September 5th, 2015
(written by lawrence krubner, however indented passages are often quotes). You can contact lawrence at: firstname.lastname@example.org
Stability was the key aspect of Kafka we were unhappy with after a yearlong journey with it.
An HA deployment of Kafka requires an HA deployment of zookeeper, which Kafka uses to coordinate distributed state and configuration. As I explained before, we’ve experienced a number of stability issues with this stateful cluster maintaining consistency through outages such as VM recycle. Some serious engineering time was going into reacting to issues, tracking them down, and subsequent stabilization attempts. Not to mention the cost that every downtime incurred.
With the transition to ZeroMQ, this entire layer of complexity was gone overnight. There are no moving parts to configure, deploy, manage, and support in our ZeroMQ design – all state is transient between in-memory data and the network.
Parts of the system that are not there never break.
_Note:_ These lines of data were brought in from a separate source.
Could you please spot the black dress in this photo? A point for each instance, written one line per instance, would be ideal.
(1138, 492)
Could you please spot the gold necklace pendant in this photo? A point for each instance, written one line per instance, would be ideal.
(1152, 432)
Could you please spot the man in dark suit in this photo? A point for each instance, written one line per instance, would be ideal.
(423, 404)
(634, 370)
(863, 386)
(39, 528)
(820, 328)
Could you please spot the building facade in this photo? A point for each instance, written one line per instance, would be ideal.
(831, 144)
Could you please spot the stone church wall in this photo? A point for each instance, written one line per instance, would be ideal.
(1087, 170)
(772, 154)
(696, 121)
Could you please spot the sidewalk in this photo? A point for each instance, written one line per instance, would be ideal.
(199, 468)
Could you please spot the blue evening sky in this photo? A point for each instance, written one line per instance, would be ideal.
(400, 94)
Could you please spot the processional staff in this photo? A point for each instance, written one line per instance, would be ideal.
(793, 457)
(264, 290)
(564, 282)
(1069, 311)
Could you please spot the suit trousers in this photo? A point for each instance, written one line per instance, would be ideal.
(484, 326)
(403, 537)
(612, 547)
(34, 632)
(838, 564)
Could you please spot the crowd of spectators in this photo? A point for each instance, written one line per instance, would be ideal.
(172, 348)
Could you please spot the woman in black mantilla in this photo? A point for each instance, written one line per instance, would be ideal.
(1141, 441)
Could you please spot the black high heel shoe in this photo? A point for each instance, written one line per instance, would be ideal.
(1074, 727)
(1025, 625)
What about access to historical logs?
With the problem of real-time log consolidation solved with ZeroMQ, supporting durable storage of logs for later post-processing becomes a smaller and a much more manageable challenge. For example, off the shelve solutions like Logstash are capable of capturing data from ZeroMQ and publishing it to a variety of destinations.
In our particular situation at Auth0, we are already using AWS Kinesis, ElasticSearch, and Kibana as a log processing pipeline in other parts of our operations. As such we are likely to develop a small, stateless message pump that will act as a ZeroMQ subscriber on one hand, and an AWS Kinesis client on the other to tap into this pipeline.